As a geologist, Tania understands that the past is a key to the future. She is interested in the influence of past and present changes in climate on the evolution of sedimentary systems, from sediment production in the mountains to its final deposition in the oceans. Her previous work includes research on the reconstruction of climatic conditions along the northern coast of Chile as well as projects to delineate aquifer recharge areas in the semi-arid region of central Chile. Tania has been active in promoting environmental awareness and education to college students, having spent five years working at the Environmental Network (Red Ambiental) of the University of Chile. She developed and led several field and educational programs at Altos de Lircay National Reserve (Chile) directed at college students, tourists and inhabitants of the area. In 2012, she co-founded the Tanglewood Community Garden (Gainesville, Florida), a project that seeks to promote sustainable food production in an urban setting and build cooperative relations among UF housing residents. For her dissertation work, she is evaluating the relative roles of global versus local sedimentary controls on the formation of continental margin strata during the Pleistocene.

Post-doctoral Associates

Ignacio Rodriguez-Jorquera
Post-doctoral Associate, Department of Wildlife Ecology and Conservation, UF; PhD from the University of Florida; Master's in Water Resources from the University Austral of Chile; Bachelor's in Veterinary Medicine from the University of Chile, Chile.
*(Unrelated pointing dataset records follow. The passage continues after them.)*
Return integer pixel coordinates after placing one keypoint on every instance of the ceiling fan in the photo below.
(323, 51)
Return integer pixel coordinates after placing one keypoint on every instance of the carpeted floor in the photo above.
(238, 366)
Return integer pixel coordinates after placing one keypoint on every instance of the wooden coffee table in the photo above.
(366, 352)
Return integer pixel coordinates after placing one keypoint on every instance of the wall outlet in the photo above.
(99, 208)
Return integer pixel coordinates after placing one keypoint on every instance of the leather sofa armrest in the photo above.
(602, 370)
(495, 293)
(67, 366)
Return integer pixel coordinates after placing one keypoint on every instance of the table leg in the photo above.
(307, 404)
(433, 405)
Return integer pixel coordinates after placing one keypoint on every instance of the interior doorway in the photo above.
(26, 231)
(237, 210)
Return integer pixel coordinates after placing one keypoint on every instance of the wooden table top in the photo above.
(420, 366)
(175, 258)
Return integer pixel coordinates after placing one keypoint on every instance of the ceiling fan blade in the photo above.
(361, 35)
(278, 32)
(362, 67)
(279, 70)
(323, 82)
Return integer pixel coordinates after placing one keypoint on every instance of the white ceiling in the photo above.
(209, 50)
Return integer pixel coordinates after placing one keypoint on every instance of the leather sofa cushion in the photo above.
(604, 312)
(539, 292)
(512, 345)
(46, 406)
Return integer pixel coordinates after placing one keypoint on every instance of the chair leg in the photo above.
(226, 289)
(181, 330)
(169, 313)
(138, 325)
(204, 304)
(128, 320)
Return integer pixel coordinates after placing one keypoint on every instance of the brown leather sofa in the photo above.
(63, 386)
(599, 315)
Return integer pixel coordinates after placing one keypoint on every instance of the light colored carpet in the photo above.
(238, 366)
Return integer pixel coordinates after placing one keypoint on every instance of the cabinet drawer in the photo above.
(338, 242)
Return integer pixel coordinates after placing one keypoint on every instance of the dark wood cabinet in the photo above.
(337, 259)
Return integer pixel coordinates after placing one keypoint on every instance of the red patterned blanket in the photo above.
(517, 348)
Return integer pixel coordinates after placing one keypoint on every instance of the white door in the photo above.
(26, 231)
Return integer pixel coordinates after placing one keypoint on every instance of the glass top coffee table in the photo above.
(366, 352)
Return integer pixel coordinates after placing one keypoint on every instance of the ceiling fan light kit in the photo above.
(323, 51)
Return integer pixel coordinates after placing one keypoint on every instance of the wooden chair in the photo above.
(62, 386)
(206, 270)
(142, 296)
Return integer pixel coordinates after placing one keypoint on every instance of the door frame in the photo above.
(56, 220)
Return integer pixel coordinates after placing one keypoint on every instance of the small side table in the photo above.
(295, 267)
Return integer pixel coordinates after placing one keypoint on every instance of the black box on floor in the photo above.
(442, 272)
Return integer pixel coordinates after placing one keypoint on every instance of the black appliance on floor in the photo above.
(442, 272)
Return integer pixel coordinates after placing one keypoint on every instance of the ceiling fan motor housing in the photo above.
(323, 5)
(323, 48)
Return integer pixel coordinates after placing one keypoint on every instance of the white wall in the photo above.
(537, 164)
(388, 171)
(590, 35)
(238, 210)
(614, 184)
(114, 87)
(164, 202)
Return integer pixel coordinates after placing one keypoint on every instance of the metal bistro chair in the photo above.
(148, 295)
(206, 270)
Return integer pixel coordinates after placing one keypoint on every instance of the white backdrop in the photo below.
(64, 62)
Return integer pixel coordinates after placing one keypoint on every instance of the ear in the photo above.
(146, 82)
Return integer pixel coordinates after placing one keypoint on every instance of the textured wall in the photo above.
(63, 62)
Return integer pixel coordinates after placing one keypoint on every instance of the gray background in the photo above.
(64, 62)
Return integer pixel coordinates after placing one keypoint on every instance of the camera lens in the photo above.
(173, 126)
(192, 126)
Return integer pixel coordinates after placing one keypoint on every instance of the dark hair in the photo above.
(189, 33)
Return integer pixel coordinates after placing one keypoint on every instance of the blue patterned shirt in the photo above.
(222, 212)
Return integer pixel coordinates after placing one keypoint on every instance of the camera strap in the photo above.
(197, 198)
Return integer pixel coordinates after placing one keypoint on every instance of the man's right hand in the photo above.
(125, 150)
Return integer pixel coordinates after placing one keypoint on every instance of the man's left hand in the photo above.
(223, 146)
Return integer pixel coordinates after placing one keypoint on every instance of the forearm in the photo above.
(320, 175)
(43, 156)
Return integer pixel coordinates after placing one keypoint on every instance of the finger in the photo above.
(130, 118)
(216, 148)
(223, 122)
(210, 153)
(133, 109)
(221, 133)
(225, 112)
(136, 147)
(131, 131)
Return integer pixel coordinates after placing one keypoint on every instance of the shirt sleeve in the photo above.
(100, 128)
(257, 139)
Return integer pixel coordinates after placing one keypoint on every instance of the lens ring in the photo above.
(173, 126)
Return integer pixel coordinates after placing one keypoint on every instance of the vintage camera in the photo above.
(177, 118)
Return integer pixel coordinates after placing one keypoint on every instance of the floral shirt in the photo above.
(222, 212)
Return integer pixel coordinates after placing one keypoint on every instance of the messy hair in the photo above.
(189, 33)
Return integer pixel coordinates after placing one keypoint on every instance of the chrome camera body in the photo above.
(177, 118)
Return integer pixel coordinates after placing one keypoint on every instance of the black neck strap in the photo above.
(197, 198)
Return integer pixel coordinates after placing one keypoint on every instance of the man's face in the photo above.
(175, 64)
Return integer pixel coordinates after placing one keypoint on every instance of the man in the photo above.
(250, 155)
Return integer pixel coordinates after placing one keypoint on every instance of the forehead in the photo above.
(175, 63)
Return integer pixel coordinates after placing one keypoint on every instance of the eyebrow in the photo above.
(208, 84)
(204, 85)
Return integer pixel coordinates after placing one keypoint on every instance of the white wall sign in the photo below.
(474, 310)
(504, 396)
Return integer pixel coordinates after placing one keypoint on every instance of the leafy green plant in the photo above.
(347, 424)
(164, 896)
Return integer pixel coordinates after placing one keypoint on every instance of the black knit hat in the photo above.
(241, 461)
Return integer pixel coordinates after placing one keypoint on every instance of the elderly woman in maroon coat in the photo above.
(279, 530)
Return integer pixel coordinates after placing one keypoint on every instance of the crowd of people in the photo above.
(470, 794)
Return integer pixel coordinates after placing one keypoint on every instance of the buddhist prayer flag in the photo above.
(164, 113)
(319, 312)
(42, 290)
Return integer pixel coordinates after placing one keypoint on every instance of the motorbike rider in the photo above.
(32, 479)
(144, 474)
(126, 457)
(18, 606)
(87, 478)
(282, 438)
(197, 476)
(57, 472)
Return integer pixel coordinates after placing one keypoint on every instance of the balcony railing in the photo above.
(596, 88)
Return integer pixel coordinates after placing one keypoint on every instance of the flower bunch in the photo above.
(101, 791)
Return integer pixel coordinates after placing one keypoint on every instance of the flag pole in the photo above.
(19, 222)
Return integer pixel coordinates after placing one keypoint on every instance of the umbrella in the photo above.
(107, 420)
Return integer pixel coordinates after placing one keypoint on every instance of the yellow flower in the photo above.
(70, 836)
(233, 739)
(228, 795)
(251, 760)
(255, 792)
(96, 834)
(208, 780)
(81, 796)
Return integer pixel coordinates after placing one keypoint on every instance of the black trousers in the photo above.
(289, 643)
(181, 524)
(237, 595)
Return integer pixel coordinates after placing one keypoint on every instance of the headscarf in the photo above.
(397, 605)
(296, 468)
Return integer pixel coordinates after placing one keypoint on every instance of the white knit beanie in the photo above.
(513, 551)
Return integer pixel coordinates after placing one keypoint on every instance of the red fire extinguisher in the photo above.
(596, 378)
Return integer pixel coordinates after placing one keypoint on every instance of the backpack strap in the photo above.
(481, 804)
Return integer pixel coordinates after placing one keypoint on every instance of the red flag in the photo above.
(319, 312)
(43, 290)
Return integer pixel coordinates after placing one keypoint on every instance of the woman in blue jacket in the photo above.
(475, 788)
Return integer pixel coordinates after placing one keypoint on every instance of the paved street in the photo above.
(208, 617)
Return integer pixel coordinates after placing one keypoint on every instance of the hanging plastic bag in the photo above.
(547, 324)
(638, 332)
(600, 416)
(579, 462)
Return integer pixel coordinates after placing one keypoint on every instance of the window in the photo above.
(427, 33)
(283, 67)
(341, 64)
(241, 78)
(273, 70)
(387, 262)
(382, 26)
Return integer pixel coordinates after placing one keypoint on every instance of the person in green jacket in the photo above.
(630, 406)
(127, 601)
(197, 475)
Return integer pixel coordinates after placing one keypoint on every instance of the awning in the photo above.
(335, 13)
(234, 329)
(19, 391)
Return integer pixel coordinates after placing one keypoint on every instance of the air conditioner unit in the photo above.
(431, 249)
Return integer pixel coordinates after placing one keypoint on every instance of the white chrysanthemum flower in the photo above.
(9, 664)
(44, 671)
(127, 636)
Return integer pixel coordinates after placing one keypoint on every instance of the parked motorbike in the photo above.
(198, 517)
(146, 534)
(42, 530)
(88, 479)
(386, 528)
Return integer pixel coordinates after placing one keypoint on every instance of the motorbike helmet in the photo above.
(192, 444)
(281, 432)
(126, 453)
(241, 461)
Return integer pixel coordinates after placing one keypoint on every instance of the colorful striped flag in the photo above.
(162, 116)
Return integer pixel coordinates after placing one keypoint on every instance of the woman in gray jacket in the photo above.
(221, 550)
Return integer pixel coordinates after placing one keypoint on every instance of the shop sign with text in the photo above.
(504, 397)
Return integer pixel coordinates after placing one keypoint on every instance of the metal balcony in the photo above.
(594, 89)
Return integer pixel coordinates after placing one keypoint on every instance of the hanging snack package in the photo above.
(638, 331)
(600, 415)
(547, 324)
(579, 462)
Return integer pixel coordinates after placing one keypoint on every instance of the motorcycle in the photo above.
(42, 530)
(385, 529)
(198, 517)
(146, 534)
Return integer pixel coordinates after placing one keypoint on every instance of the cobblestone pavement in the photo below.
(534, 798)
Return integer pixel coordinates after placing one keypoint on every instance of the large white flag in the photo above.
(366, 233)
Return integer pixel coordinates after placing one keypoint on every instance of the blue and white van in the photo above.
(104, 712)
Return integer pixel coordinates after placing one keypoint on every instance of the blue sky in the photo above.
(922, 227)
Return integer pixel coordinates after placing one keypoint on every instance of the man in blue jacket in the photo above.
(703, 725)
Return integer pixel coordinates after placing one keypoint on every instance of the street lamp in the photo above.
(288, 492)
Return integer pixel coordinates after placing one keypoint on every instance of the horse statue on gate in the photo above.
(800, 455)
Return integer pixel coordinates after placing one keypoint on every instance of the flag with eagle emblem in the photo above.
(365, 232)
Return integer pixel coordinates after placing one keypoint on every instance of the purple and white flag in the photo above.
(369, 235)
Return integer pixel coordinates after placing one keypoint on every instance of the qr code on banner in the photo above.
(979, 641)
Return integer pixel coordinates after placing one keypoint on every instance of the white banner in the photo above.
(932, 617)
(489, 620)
From Ignacio's perspective, most of the emerging threats to Earth's biodiversity are related to man-made pollution. As an undergraduate student, he co-founded the Red Ambiental (Environmental Network) de la Universidad de Chile, which he considers his first Environment and Natural Resources School. As a Veterinarian, he worked on wildlife conservation projects on endangered species such as the Darwin's fox (Lycalopex fulvipes). Later he was part of CODEFF NGO (Comite Pro Defensa de la Fauna y Flora) as project coordinator of the Southern River Otter Conservation Program and the Important Birds Areas identification program (Birdlife International), among others. During his early career, he realized that water pollution has a great impact on wildlife conservation and decided to become an eco-toxicologist. During his Master's, he researched the impact of paper mill effluent on fish physiology. As a PhD student, he examined the effects of low levels of persistent chemicals on fish and bird gene expression. He is particularly interested in highlighting the risk pollutants pose to protected areas and in finding new ways to protect nature from contaminants. He is currently a Post-Doctoral Associate in the Department of Wildlife Ecology and Conservation at the University of Florida, working on the Everglades Comprehensive Restoration Plan to predict the impact of mercury pollution on wading birds reproduction. He is a birder and perhaps an ornithologist!